Rokan raised his eyes to Isabel then. For a moment she was afraid he would smile, or glare, or—worst of all—thank her. Instead he said, “I’m sorry.”
“He was my brother,” Isabel said numbly, and didn’t gauge anyone’s reaction to that. Suddenly it didn’t matter what they had known, what anyone had known, or how things should have happened. Nothing made sense. Kaer’s hand was limp in hers, the bottom half of his face splattered with blood, obscuring the features that had always been so hauntingly familiar. As the Shifter, she was his. As a human, she was his, too, his blood, his family. It shouldn’t have made a difference. Her actions should have been the same.
Except she was human, and she had a choice.

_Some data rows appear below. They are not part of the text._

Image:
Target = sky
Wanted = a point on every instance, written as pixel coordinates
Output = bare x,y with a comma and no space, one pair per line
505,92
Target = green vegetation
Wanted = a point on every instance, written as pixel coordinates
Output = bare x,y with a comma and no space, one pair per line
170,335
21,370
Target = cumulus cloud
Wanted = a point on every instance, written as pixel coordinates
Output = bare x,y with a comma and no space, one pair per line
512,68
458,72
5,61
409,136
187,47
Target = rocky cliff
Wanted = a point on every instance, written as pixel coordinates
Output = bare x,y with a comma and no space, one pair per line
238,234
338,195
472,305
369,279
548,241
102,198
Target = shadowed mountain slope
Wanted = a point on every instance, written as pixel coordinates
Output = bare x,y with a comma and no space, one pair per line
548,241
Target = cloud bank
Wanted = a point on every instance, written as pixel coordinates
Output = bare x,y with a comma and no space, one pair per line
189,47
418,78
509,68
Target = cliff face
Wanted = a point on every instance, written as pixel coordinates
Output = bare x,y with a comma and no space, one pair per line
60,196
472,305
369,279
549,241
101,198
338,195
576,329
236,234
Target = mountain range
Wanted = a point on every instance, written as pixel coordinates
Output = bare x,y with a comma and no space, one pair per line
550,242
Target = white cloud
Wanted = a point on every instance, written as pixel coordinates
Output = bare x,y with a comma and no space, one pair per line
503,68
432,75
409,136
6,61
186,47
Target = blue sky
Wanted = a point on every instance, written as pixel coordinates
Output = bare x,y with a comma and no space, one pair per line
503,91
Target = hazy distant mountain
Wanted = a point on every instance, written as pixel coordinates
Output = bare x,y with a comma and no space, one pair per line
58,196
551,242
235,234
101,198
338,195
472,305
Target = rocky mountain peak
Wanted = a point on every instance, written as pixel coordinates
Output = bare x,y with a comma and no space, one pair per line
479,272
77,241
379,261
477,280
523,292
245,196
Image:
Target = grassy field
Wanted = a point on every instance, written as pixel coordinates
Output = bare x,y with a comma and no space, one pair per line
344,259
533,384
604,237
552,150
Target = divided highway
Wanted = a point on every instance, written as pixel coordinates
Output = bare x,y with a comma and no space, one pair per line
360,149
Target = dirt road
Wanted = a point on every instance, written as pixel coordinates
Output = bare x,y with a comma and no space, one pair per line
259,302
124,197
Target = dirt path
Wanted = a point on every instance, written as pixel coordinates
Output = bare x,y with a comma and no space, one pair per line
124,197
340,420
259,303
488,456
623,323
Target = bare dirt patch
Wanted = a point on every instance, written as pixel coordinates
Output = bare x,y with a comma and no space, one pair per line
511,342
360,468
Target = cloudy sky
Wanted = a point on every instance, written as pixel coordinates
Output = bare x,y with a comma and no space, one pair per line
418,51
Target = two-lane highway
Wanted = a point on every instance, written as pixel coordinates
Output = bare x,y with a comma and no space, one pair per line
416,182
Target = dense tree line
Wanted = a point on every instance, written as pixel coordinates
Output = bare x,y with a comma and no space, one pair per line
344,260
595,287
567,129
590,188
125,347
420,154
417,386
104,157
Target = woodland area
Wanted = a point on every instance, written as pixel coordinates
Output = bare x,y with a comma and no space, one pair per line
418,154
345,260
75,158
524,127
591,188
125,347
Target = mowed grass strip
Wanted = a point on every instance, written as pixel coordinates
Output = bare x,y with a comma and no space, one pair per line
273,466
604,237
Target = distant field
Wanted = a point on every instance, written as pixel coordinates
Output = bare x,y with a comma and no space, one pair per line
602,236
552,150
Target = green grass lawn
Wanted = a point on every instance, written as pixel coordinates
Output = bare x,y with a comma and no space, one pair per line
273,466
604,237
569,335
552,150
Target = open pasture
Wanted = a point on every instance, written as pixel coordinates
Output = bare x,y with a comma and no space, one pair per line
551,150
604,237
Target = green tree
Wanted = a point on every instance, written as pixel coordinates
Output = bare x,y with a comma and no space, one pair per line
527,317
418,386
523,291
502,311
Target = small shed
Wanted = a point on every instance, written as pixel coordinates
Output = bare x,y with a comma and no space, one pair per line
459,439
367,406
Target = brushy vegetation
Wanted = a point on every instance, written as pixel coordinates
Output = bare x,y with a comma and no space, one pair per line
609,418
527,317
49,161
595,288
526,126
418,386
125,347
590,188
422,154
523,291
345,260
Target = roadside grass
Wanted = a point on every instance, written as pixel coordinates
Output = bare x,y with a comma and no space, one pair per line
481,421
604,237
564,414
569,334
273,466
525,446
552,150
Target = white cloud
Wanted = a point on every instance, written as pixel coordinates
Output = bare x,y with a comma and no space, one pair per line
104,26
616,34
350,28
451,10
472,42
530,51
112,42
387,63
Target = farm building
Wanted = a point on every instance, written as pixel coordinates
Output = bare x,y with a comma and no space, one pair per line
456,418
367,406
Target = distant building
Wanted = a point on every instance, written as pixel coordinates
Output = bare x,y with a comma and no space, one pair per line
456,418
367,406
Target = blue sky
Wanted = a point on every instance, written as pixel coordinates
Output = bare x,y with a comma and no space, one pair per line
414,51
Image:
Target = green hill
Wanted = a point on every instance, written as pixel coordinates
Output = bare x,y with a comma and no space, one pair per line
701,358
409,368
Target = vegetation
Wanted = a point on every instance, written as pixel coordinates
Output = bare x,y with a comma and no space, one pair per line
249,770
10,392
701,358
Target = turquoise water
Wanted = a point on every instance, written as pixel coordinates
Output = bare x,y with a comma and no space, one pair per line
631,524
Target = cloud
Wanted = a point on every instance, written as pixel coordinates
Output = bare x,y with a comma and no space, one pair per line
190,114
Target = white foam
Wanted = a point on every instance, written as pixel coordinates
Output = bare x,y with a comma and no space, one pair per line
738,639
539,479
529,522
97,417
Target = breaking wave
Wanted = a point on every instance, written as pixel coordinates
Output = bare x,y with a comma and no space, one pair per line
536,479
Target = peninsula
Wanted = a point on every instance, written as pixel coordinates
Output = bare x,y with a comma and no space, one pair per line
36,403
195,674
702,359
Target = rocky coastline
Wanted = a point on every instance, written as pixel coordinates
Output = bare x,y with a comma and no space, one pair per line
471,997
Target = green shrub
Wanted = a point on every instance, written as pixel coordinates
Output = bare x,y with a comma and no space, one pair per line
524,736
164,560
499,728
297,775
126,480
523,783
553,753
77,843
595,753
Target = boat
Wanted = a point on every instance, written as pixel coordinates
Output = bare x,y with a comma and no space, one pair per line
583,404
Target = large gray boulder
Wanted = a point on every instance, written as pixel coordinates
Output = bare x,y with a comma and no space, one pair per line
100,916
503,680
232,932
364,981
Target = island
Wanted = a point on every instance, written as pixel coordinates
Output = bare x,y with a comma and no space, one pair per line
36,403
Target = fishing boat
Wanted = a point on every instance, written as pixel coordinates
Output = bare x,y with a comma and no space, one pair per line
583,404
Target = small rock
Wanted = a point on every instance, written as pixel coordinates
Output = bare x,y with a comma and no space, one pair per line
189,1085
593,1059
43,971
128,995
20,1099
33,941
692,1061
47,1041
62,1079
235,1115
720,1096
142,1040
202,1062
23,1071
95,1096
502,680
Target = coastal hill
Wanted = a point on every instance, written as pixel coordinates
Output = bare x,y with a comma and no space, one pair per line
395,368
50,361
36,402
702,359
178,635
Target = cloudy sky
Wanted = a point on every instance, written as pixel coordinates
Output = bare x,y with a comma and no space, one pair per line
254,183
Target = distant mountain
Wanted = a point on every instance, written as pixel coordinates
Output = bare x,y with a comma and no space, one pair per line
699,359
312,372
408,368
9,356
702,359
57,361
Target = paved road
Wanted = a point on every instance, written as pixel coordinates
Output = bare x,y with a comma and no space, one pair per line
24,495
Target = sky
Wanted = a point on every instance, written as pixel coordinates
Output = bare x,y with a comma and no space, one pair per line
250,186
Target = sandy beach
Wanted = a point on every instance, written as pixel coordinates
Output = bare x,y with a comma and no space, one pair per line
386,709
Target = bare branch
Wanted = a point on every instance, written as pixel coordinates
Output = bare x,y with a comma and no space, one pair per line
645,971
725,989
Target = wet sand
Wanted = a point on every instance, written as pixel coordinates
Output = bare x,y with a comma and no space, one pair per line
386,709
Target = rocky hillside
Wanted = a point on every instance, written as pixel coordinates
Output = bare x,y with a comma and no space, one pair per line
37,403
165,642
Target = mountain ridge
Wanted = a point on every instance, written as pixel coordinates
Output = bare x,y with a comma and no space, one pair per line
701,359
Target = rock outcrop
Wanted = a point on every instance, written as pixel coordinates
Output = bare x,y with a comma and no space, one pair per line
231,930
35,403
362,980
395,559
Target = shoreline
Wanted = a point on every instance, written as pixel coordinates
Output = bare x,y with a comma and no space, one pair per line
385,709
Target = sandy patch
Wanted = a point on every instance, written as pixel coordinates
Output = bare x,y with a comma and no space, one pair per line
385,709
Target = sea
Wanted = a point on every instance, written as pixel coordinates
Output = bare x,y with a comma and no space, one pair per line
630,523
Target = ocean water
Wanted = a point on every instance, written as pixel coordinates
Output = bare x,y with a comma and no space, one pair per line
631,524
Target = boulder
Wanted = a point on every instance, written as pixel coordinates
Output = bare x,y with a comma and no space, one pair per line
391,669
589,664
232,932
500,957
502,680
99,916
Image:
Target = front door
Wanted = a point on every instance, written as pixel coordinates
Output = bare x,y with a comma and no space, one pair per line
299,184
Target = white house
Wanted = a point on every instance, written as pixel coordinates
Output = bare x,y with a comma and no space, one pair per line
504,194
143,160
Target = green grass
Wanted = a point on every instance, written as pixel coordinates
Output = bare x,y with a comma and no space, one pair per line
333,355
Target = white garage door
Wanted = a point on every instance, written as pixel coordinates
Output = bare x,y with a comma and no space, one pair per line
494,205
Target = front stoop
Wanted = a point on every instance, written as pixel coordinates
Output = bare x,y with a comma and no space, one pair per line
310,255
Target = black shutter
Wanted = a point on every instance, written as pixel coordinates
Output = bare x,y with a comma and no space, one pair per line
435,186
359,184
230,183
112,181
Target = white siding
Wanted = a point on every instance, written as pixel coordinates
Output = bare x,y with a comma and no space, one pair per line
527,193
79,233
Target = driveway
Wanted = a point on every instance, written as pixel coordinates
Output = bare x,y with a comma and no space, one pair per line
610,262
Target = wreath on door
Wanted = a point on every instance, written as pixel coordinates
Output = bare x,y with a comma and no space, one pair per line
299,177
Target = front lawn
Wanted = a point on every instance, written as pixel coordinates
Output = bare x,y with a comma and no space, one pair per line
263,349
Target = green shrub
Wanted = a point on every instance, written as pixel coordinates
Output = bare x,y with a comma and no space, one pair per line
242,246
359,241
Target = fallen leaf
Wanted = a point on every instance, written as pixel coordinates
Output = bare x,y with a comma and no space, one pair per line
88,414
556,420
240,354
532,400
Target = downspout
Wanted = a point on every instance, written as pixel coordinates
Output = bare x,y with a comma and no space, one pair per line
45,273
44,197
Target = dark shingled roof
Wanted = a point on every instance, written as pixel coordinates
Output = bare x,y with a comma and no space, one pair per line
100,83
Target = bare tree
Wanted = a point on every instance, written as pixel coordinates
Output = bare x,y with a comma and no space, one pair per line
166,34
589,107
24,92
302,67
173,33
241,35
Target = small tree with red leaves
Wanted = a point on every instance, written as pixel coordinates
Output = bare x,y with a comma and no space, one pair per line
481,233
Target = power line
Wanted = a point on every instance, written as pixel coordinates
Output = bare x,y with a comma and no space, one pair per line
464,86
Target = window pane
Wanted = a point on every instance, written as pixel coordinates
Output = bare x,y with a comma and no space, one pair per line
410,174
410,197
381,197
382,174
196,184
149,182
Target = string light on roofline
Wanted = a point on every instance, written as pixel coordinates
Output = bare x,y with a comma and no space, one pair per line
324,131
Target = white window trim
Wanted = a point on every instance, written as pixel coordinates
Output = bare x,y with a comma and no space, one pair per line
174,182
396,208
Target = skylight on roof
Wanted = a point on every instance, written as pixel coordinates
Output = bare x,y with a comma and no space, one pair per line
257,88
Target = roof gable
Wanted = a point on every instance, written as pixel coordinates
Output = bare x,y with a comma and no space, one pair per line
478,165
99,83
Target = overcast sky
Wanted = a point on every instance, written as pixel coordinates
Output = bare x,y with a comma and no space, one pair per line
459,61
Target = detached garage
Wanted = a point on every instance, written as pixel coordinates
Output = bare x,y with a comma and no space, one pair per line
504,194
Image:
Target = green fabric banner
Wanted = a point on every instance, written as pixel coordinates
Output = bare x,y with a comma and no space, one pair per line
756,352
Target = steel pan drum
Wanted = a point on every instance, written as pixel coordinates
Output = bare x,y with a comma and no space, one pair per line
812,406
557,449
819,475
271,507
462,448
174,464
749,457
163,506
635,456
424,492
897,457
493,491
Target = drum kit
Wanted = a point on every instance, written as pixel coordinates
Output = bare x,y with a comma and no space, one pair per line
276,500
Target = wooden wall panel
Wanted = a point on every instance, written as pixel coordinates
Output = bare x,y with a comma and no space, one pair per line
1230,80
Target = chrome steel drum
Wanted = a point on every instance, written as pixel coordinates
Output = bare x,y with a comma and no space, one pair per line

So what she should have done, and what she did, were two different things entirely.
Rokan dropped the sword and went toward her, hesitantly, one hand out. His sleeve was soaked with blood. Isabel turned away and made one final, frantic effort to shift—into anything, anything at all. A wolf, a bird, a gust of air. She wanted to be mist, drifting through her forest, as cold and insubstantial as clouds.
Instead she was heavy and hot, and sobbing so hard her throat felt ready to burst. Rokan didn’t try to touch her again. She heard him go and murmur to his sister and drape something over the bodies and say things about arrangements and coronations and the populace. She heard him say no sharply, and realized that Clarisse was suggesting they imprison her, the Shifter who was no longer trustworthy, who never had been trustworthy. And Rokan was saying, “No. She stays.”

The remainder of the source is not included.